In college, I came across this book by Keith Ferrazzi. To be honest, I only read the title (go ahead, judge away), but the phrase “Never Eat Alone” stuck with me. Rather than invite people to / accept coffee meetings (or bring them to my office, for that matter), I try to make everything a lunch meeting. Why?
- I have to eat, but I don’t have to get coffee. Rather than taking away time from my day, I’m just repurposing time that’s less productive anyway.
- I don’t like coffee. When I have to do a coffee meeting, I often get apple juice. It makes me feel like a 12-year-old.
- It acts as a limiting factor on how many meetings I take (there are only 5 lunches in a work week).
- Chris Howard from Libboo once gave me the advice, “Well-fed investors are happy investors.” If you’re trying to close a deal (of any sort), doing it in a neutral location with food can help make the other party more comfortable.
- If the other party is older than you (which is most people when you’re 23), they often pay for you.☺
Because I’m not really taking time away from my other responsibilities, I’m more open about what types of meetings I’ll take. This broadens my network and increases my exposure to ideas — without the sacrifice.
NOT checking email/messages in batches.
This is one of the most misleading pieces of advice I hear about productivity. The idea is that context-switching and constant notifications prevent you from focusing, and this leads to getting less done. None of this is false, and it’s great advice for people that have jobs that require hours of dedicated focus on creative work (like programming or design).
However, when you’re a startup CEO (or hold almost any other people-centric job) your responsibility is making things happen as fast as humanly possible. Unfortunately, “making things happen” usually relies more on how fast you can get other people to do things (closing sales, partnerships, financing, etc.), not how fast you can cross items on your personal to do list. By keeping my email open, I ensure I can respond immediately to anything important.
Let’s walk through an example. An investor responds to your email about getting lunch (ha! see what I did there?), but proposes a time you can’t make. If you respond immediately, chances are they’re still checking email, so when you propose an alternative, they’re a lot more likely to respond right then and there. Consequently, you get on their calendar immediately. If you “batch” email, you’re a lot more likely to miss them, and because most people suck at email, it’s not uncommon for your message to totally get lost. That means you have to follow up a few days later, pushing the meeting back a few days. All those “few days” add up and suddenly a deal that should have taken 2 months has taken 4.
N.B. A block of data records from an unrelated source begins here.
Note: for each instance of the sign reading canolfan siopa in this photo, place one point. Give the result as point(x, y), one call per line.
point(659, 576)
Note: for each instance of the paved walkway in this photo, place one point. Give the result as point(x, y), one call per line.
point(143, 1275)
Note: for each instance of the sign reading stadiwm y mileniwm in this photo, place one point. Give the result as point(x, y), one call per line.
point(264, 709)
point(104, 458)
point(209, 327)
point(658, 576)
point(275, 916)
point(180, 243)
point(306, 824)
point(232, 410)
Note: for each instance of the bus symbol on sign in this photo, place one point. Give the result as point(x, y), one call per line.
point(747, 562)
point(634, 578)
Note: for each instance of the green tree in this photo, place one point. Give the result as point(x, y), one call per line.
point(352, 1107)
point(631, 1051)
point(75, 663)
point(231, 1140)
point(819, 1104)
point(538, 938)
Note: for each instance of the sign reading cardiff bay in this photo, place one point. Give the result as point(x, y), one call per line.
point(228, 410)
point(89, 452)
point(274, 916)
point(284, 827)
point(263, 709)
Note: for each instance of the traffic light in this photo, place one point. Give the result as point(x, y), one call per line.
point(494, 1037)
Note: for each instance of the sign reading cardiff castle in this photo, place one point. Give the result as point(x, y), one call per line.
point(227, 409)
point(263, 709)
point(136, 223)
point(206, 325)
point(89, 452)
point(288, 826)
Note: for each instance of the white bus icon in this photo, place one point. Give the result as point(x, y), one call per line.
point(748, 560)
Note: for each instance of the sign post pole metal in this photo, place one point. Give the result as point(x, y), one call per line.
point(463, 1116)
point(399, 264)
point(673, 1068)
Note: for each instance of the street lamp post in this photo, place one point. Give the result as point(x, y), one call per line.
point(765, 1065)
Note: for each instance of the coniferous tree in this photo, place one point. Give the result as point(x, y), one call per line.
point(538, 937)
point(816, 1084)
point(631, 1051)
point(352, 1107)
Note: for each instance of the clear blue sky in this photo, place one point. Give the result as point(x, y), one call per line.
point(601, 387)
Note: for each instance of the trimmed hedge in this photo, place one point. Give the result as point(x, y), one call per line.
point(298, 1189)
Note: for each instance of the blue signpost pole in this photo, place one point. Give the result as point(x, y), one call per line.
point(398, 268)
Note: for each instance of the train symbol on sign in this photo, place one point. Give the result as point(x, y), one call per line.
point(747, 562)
The same goes for messages from your team, press, partners, etc. Absolutely shut down your communication channels when you need to focus, but making a habit of batching makes you slower at responding, and these mini-delays compound over time. You might cross more things off your individual to do list, but usually other people are the biggest bottleneck, not you.
We all need mental breaks, and we all have bad habits. But not all time-wasters need be a waste of time.